Figure 6 illustrates the relationship between each of the three indexes and the location quotients of four of the KIBS industries. To make the graphs more legible, our proposed index is plotted against a logarithmic scale, which transforms the linear trend line into a curve.
For all these activities, the proposed index captures much better the effect of the main metropolitan areas of the country: Madrid, represented by the top right-hand point in the trend lines, and Barcelona, the first point to the left of Madrid. For the rest of the provinces, this index clearly displays a better fit between the location quotients of KIBS industries and the measure of urban agglomeration. As can be seen, the relation with both the degree of urbanization and the HH index, in many cases, shows apparent heteroskedasticity. The largest deviations from trend appear for the higher values of the index, that is, for the provinces where the biggest cities are. In addition, both the degree of urbanization and the HH index are equal to 1 for Ceuta and Melilla, two autonomous cities, located in North Africa, with a joint population of less than 140,000 inhabitants in 2001. In general, the degree of urbanization and the HH index account for concentration, but not for size. As a consequence, they take on high values for provinces with a population that is substantial, but not so large, concentrated around a medium-sized city. In such cases, these two indicators clearly overstate the interaction opportunities and the potential for urbanization economies. The Arriaga index, which takes account of both size and concentration, does not suffer from the same distortion.
5 Summary and Conclusions
In this paper, we put forth the view that the potential for urbanization economies increases with interaction opportunities. From that premise follow three fundamental properties that an agglomeration index should possess: (1) to increase with the concentration of population and conform to the transfer principle; (2) to increase with the absolute size of constituent LLMAs; and (3) to be consistent in aggregation.

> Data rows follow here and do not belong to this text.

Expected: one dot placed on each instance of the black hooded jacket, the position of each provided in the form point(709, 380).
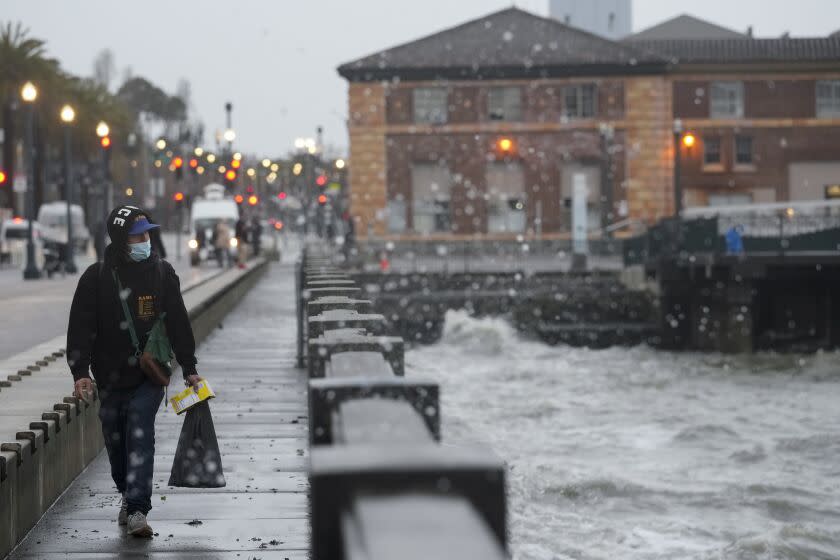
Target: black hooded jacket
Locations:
point(97, 337)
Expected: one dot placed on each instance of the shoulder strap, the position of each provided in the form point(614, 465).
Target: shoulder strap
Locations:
point(126, 312)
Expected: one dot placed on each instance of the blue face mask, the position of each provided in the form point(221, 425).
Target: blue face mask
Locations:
point(140, 251)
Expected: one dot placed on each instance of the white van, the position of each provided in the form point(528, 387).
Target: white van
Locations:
point(53, 219)
point(206, 214)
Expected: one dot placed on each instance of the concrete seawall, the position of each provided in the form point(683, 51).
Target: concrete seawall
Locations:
point(50, 437)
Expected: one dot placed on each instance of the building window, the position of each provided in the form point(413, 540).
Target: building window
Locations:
point(431, 187)
point(579, 101)
point(828, 99)
point(505, 197)
point(431, 105)
point(743, 150)
point(727, 100)
point(397, 215)
point(711, 151)
point(504, 104)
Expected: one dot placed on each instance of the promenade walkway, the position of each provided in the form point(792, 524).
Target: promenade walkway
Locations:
point(260, 417)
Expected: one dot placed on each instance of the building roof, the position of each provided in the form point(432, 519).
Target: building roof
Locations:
point(510, 43)
point(745, 50)
point(686, 27)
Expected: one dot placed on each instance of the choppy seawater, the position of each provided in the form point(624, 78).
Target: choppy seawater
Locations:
point(642, 454)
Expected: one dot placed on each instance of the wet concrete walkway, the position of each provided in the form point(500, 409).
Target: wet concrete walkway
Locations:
point(260, 418)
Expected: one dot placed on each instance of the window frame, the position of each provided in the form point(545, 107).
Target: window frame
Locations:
point(516, 105)
point(708, 141)
point(429, 117)
point(736, 152)
point(578, 91)
point(503, 198)
point(723, 108)
point(828, 109)
point(433, 206)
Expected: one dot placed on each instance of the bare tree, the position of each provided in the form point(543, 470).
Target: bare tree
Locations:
point(104, 68)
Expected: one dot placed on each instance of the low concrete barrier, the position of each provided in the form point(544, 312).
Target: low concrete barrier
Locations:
point(45, 450)
point(381, 483)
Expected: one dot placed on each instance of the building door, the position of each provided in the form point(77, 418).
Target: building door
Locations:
point(592, 174)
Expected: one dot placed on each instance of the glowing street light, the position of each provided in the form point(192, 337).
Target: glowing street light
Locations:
point(68, 114)
point(29, 92)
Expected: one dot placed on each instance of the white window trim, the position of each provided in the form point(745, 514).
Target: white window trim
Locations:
point(443, 118)
point(723, 109)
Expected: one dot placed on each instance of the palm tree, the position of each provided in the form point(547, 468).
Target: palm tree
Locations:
point(22, 58)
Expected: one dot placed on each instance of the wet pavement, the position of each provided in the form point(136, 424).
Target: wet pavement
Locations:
point(260, 419)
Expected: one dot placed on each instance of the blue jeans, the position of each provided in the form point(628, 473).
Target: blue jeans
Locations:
point(128, 426)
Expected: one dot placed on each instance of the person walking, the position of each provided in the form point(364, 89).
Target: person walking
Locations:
point(241, 242)
point(116, 304)
point(221, 242)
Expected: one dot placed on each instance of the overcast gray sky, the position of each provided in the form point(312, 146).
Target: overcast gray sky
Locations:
point(275, 60)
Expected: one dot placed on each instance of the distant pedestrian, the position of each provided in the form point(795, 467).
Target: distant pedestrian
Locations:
point(116, 305)
point(221, 242)
point(241, 243)
point(256, 235)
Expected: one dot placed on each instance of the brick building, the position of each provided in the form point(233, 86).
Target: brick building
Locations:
point(479, 130)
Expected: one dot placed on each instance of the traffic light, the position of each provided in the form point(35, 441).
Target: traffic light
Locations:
point(230, 178)
point(178, 166)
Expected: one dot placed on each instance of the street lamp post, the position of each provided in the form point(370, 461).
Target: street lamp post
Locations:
point(68, 115)
point(29, 93)
point(678, 130)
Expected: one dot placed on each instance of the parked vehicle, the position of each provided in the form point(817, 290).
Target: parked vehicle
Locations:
point(207, 212)
point(53, 218)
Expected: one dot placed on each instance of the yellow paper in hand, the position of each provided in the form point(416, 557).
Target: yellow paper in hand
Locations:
point(190, 397)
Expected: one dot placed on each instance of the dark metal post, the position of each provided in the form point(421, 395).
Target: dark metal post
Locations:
point(69, 264)
point(31, 271)
point(677, 175)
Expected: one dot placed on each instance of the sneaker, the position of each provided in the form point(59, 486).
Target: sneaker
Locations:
point(122, 518)
point(137, 526)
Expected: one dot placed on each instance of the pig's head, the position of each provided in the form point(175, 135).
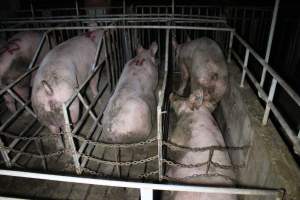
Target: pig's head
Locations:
point(183, 105)
point(177, 48)
point(147, 54)
point(47, 104)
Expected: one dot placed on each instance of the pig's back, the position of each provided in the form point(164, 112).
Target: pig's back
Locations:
point(75, 55)
point(199, 130)
point(28, 42)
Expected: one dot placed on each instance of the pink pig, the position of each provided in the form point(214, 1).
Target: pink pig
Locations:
point(202, 62)
point(196, 128)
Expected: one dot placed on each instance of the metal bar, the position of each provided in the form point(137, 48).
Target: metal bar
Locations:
point(16, 157)
point(70, 142)
point(21, 102)
point(245, 64)
point(146, 194)
point(32, 10)
point(161, 95)
point(270, 40)
point(230, 46)
point(17, 80)
point(270, 99)
point(153, 186)
point(3, 126)
point(289, 132)
point(287, 88)
point(4, 154)
point(121, 27)
point(15, 141)
point(76, 8)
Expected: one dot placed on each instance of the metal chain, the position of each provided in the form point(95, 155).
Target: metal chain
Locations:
point(31, 138)
point(215, 164)
point(201, 149)
point(149, 141)
point(115, 163)
point(198, 175)
point(175, 164)
point(34, 155)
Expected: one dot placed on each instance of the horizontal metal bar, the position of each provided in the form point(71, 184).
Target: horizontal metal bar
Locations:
point(113, 18)
point(153, 186)
point(285, 86)
point(289, 132)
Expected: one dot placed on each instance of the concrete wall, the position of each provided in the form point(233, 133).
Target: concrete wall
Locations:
point(268, 161)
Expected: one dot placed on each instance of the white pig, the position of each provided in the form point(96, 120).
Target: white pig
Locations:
point(196, 128)
point(15, 57)
point(128, 116)
point(63, 70)
point(202, 62)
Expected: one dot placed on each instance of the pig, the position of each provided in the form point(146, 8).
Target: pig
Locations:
point(196, 128)
point(202, 62)
point(61, 72)
point(129, 114)
point(15, 57)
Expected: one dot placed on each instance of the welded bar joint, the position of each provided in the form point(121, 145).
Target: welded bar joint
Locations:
point(245, 64)
point(70, 141)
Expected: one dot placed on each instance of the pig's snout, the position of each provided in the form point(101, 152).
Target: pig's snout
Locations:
point(47, 88)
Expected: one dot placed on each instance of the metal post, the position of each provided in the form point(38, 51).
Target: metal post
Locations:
point(4, 154)
point(270, 99)
point(244, 67)
point(146, 194)
point(270, 40)
point(124, 7)
point(76, 7)
point(173, 7)
point(230, 46)
point(32, 9)
point(69, 140)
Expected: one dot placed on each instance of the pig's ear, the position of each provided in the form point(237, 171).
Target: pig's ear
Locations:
point(188, 39)
point(153, 48)
point(196, 99)
point(47, 87)
point(139, 49)
point(174, 43)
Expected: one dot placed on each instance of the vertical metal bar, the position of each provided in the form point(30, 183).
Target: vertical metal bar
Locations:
point(76, 7)
point(69, 140)
point(244, 67)
point(32, 9)
point(124, 7)
point(270, 99)
point(230, 46)
point(173, 7)
point(107, 66)
point(146, 194)
point(270, 40)
point(4, 154)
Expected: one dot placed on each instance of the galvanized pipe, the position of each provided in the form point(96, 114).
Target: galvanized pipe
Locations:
point(121, 27)
point(270, 40)
point(287, 88)
point(245, 64)
point(69, 140)
point(276, 193)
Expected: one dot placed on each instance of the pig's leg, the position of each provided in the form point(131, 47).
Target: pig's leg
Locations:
point(59, 140)
point(94, 84)
point(74, 111)
point(10, 103)
point(184, 78)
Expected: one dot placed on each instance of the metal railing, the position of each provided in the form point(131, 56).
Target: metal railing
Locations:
point(268, 98)
point(110, 44)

Concentration measures, in particular, fail to meet condition (2).
We then develop an index of agglomeration based on the number of interaction opportunities per capita in a geographical area of interest. This is made possible thanks to two simplifying assumptions: (1) we limit our attention to pairwise interactions, and (2) invoking the space-analytic foundations of LLMA delineation, we take into account interaction opportunities within LLMAs, while ignoring interactions that may take place across LLMAs. This leads to Arriaga’s mean city-population size, which is the mathematical expectation of the size of the LLMA in which a randomly chosen individual lives.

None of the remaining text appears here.